Eunomius has everything figured out. Which pretty much summarises everything that is wrong with his theology. Divinity is, Eunomius claims, unbegottenness (which is why he thinks that the Son cannot be divine). Basil is aghast: “How much arrogance and pride would it take for someone to think that he has discovered the very substance of God?” (Against Eunomius, 1.12). Eunomius is like every other heretic: an aggravating know-it-all.
Arius is certain that the Son is not co-eternal with the Father. Apollinaris, agreeing that Arius must be wrong, knows that Christ can be fully divine so long as he is not fully human. Nestorius, going with the dismissal of Apollinaris, figures out how the divine and the human natures interact in Jesus (even in Mary’s womb!). Eutyches, standing with the church in rejecting Nestorius, solves the metaphysical problem of two natures (or one or three—the numbers all blend together). The early christological heretics all claim to understand the relation of the divine to the human in Christ. Each heretic solves the problem with confidence, but the church confidently keeps the problems and so keeps the faith.
The orthodox tradition maintains the tension between the knowable and the unknowable in its affirmations. We cannot know what divinity is in itself, just as we hardly understand the nature of humanity, but it seems necessary to say—if salvation is real—that Christ is fully divine and fully human and that these two “natures” are not merely pressed up against each other or mixed together, but are somehow united in the person of Jesus Christ. But orthodox theology rarely attempts to specify that “somehow”.

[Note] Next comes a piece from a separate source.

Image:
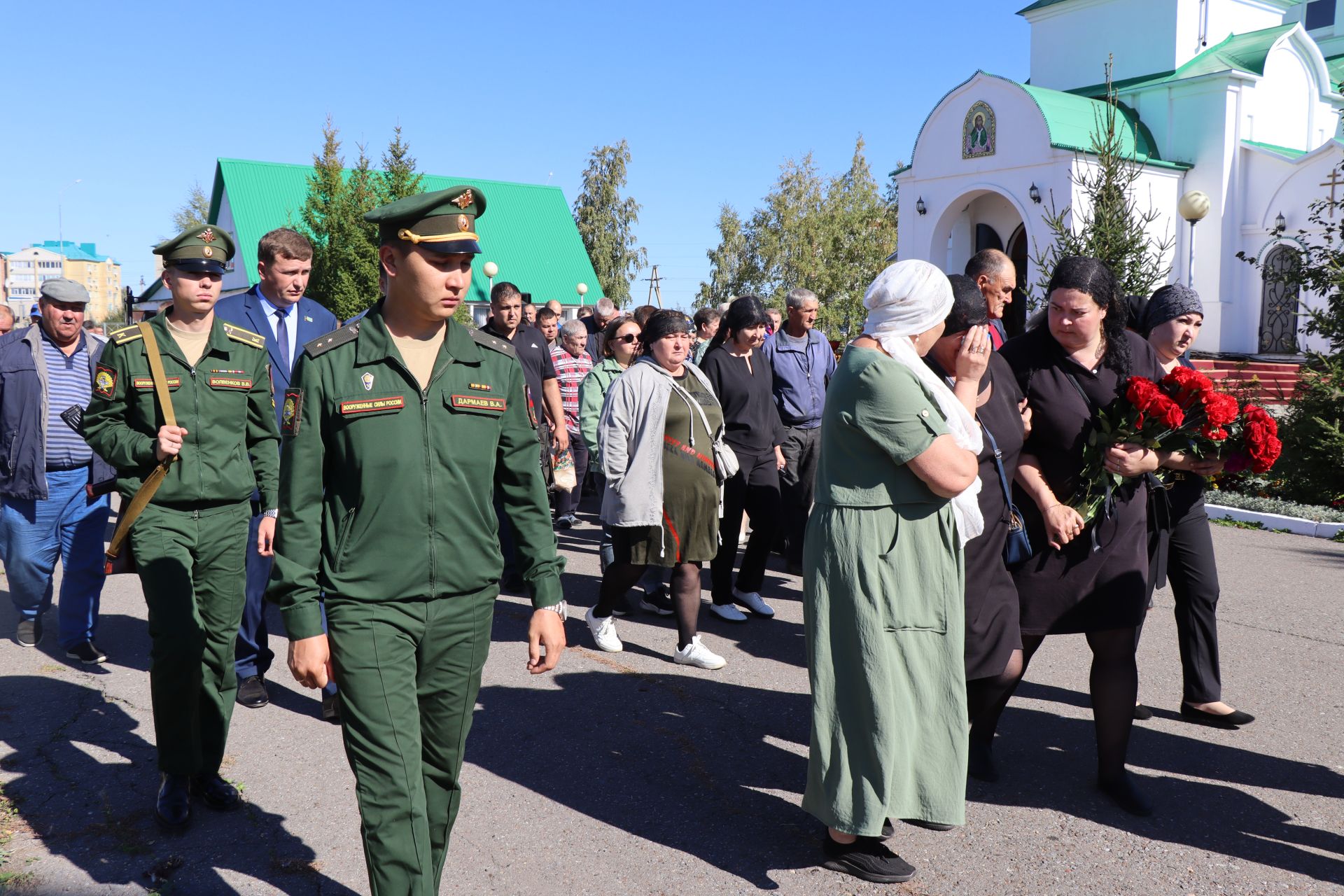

The heretics prefer to iron out the creases in their doctrines of God and Christ, leaving a smooth surface where everything is laid bare. But the orthodox tradition leaves the bedsheets in a crumpled pile, with hidden and mysterious crevices. Ironing the divine linen is an impossible task, for God is like a fitted sheet—accomodating yet unwieldy. Talk about God will always have hidden depths and untidy corners. “Heretics were too clever by half, thinking they could know God precisely so as to define the divine Being in all exactitude” (Frances Young, God’s Presence, 253).
Rowan Williams points out that the word “heresy” comes from the Greek hairesis, which connotes making a choice that creates division—“a heresy in St Paul is… choosing to belong to this little group rather than the whole fellowship” (“What is Heresy Today?”). The heretic is the one who looks at the doctrine of God and says “I understand this” or “I can prove that this is so” in such a way as to exclude all other understandings. The creeds, by contrast, were written to establish unity within the church through prayer, contemplation, and interpretation. To riff on Robert Jenson, there is nothing as capacious as a creed.